Reactive oxygen species (ROS), superoxide anion, nitric oxide detection, and quantification of AP sites

ROS were detected by one of several dyes obtained from Invitrogen (Eugene OR, USA). General ROS were detected by CM-H₂DCFDA, superoxide anion was detected by MitosoxRed, and nitric oxide (NO) was detected by DAF-FM acetate. They are activated by interaction with ROS to which they are sensitive and only fluoresce upon exposure to light of the appropriate exciting wavelength. Dyes were added to fish water at a final concentration of 10 µM for CM-H₂DCFDA and DAF-FM acetate, or 1 µM for MitosoxRed. After embryos were washed three times in fish water to remove exogenous dye, they were examined by confocal fluorescence microscopy. Eight to ten embryos were examined in each group.

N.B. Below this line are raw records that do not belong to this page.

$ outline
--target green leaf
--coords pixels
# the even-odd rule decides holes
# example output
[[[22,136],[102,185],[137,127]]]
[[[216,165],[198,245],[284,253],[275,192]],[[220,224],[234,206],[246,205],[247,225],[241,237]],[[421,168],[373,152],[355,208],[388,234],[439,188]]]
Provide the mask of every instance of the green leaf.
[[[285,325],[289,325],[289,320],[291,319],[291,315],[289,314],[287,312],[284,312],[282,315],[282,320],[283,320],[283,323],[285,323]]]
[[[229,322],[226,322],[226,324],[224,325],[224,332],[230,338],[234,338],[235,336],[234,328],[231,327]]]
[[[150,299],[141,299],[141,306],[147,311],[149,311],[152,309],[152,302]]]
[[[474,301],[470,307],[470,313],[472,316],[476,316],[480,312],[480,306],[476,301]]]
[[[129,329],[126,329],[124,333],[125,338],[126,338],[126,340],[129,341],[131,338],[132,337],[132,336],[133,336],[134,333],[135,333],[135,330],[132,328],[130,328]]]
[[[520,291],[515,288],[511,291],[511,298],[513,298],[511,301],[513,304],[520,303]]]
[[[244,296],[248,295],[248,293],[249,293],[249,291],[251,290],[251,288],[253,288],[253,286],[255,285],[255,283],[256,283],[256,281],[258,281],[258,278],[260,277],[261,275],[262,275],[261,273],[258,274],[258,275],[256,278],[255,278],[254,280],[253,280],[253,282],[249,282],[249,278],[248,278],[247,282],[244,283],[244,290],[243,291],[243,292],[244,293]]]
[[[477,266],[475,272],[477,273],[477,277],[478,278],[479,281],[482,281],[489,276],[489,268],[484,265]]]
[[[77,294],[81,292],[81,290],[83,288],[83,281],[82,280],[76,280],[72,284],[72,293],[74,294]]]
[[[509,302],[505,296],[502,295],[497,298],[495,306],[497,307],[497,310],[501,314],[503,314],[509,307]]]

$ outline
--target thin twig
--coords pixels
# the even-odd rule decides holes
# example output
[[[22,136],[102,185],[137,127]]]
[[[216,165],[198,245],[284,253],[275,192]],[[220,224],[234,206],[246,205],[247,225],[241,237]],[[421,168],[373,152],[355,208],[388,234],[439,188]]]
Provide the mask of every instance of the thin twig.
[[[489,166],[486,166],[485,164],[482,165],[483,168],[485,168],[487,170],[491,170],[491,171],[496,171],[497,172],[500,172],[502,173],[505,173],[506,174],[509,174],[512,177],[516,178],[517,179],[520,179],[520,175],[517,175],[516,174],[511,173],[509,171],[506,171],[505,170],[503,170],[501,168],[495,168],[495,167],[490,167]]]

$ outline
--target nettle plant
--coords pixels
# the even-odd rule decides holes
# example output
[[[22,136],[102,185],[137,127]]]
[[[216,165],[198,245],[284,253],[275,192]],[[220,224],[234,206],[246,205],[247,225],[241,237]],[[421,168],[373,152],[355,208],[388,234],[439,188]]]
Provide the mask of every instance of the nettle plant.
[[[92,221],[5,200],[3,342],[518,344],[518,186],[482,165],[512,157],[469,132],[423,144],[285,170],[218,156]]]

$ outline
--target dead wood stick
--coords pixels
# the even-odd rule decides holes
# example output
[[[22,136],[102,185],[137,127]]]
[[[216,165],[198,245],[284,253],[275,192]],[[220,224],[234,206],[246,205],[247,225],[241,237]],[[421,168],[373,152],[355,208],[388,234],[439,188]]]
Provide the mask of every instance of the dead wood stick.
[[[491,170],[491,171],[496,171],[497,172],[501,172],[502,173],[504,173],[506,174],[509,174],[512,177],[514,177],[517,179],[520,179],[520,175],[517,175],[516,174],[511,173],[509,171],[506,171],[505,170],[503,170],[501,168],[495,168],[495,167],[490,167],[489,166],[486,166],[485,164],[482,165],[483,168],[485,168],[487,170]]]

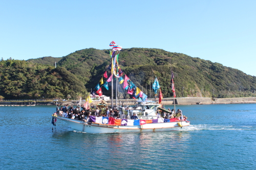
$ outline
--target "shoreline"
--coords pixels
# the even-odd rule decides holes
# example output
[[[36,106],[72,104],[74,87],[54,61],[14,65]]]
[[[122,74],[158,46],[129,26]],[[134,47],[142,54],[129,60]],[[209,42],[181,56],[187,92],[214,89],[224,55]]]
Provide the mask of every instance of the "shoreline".
[[[118,100],[118,105],[134,105],[137,100],[134,99],[120,99]],[[152,101],[157,102],[158,100],[155,99]],[[105,101],[109,105],[111,105],[111,101]],[[70,106],[76,106],[77,102],[71,101],[59,101],[57,102],[60,105],[64,105],[68,104]],[[126,103],[127,102],[127,103]],[[82,102],[83,104],[84,102]],[[99,104],[100,101],[93,102],[91,104],[94,105]],[[175,98],[175,103],[178,105],[217,105],[217,104],[254,104],[256,103],[256,98],[246,97],[246,98]],[[115,105],[115,100],[114,100],[113,104]],[[174,98],[163,98],[162,100],[162,104],[164,105],[172,105],[174,104]],[[56,105],[56,104],[53,102],[0,102],[0,106],[6,106],[5,105],[13,106],[34,106],[34,105]]]

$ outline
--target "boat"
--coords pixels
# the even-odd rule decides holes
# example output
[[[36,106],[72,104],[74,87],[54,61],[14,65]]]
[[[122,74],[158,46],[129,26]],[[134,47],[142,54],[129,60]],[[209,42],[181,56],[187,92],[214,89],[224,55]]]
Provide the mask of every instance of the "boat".
[[[115,44],[114,41],[111,43],[111,44]],[[117,45],[115,45],[117,46]],[[117,45],[118,46],[118,45]],[[162,95],[161,91],[161,88],[157,78],[156,78],[155,81],[153,84],[153,89],[155,92],[159,89],[159,101],[158,103],[156,102],[147,100],[147,96],[143,91],[140,90],[138,87],[136,87],[130,80],[130,84],[127,83],[127,81],[129,80],[128,77],[124,75],[124,79],[121,77],[122,74],[120,74],[119,70],[118,73],[117,71],[114,71],[114,67],[115,67],[116,64],[118,63],[117,60],[116,60],[117,55],[118,55],[119,53],[114,57],[115,51],[114,47],[112,51],[111,52],[111,56],[112,56],[112,62],[110,65],[111,65],[111,75],[110,77],[105,77],[105,74],[106,74],[106,71],[105,72],[103,77],[106,80],[105,83],[103,83],[103,77],[102,80],[102,86],[108,90],[108,82],[111,82],[112,83],[111,87],[113,87],[113,77],[117,78],[116,81],[116,88],[118,86],[118,82],[119,82],[119,84],[123,83],[124,89],[127,90],[127,93],[133,94],[137,96],[139,96],[140,100],[137,101],[136,104],[134,106],[129,107],[129,111],[127,113],[123,112],[124,108],[118,106],[117,104],[117,95],[116,93],[116,106],[117,109],[120,111],[120,118],[114,118],[111,117],[106,117],[104,116],[89,116],[87,119],[81,120],[78,119],[71,119],[65,117],[61,114],[55,112],[52,115],[52,123],[54,126],[56,126],[56,122],[57,119],[61,120],[66,122],[73,129],[76,131],[90,133],[124,133],[124,132],[158,132],[158,131],[179,131],[181,130],[183,127],[188,126],[190,125],[189,122],[186,120],[186,118],[180,119],[178,118],[174,118],[172,119],[163,118],[160,116],[159,114],[157,114],[158,110],[159,109],[162,111],[168,112],[168,111],[161,108],[161,100],[162,99]],[[116,70],[118,70],[118,66]],[[120,69],[120,68],[119,68]],[[120,83],[122,82],[121,83]],[[106,86],[104,85],[106,85]],[[129,87],[128,87],[129,86]],[[102,86],[101,86],[102,87]],[[97,91],[96,92],[99,95],[102,95],[101,87],[99,87],[99,84],[95,87]],[[174,86],[173,87],[174,89]],[[113,90],[112,88],[112,108],[113,108]],[[116,88],[117,89],[117,88]],[[128,91],[132,93],[128,93]],[[93,93],[92,92],[92,93]],[[174,93],[175,94],[175,93]],[[87,107],[90,107],[90,95],[87,99],[86,103]],[[79,104],[79,106],[81,106]],[[106,106],[103,104],[98,105],[99,107],[105,108]],[[124,114],[126,113],[126,114]],[[138,119],[130,119],[129,118],[134,113],[138,117]]]

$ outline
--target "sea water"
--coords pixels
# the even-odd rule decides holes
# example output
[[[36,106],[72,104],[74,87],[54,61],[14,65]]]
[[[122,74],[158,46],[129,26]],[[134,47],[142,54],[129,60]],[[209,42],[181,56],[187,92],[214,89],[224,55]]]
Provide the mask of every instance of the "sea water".
[[[52,131],[54,106],[1,109],[1,169],[256,169],[256,104],[178,105],[182,131],[97,134]]]

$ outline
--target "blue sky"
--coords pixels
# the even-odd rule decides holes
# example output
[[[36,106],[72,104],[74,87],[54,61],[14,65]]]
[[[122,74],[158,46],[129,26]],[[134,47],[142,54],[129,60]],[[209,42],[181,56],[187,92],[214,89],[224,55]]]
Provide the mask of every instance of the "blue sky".
[[[2,1],[0,58],[161,48],[256,76],[256,1]]]

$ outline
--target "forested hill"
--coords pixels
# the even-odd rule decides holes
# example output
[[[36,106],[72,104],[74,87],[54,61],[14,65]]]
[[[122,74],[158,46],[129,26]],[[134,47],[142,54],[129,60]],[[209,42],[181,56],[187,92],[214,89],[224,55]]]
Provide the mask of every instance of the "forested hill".
[[[0,61],[1,98],[43,99],[87,93],[83,83],[64,67],[14,59]]]
[[[53,67],[55,61],[57,62],[56,68]],[[65,98],[68,94],[72,94],[72,98],[75,98],[76,93],[84,93],[84,86],[87,91],[91,91],[91,88],[93,89],[110,61],[109,50],[93,48],[77,51],[58,58],[45,57],[27,62],[2,61],[0,95],[8,98],[34,99],[46,95],[43,94],[47,94],[49,98]],[[136,86],[140,89],[143,86],[145,93],[145,89],[147,90],[147,94],[150,93],[150,84],[152,87],[152,81],[156,76],[164,97],[173,96],[168,88],[172,66],[178,97],[256,96],[255,76],[218,63],[181,53],[156,48],[122,49],[119,64]],[[65,74],[60,75],[59,71]],[[110,71],[108,70],[108,72],[109,76]],[[68,77],[62,77],[63,75]],[[35,82],[37,86],[35,85]],[[46,85],[52,88],[46,88]],[[49,94],[49,89],[51,94]],[[103,94],[110,95],[109,91],[103,89]]]
[[[30,61],[33,60],[31,60]],[[94,88],[110,63],[109,50],[93,48],[76,51],[58,62],[75,75],[88,90]],[[218,63],[156,48],[122,49],[119,64],[136,85],[148,90],[157,77],[164,96],[172,96],[170,66],[179,97],[255,96],[256,77]],[[108,94],[108,91],[105,91]]]
[[[29,59],[27,61],[34,63],[55,66],[55,62],[57,62],[59,61],[59,60],[60,60],[62,58],[62,57],[52,57],[51,56],[49,56],[38,58],[35,59]]]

To quantify AP sites, genomic DNA was prepared from Apex1 knockdown embryos and controls using QIAamp DNA Mini Kit (Qiagen, Boston, MA, USA) in the presence of deferoxamine (0.1 mM) to prevent oxidation during DNA preparation⁶⁸. AP site assay was performed using the aldehyde reactive probe from Dojindo (Dojindo Molecular Technologies, Inc., Rockville, MD, USA) according to the manufacturer’s instructions. Two hundred embryos were used for each group.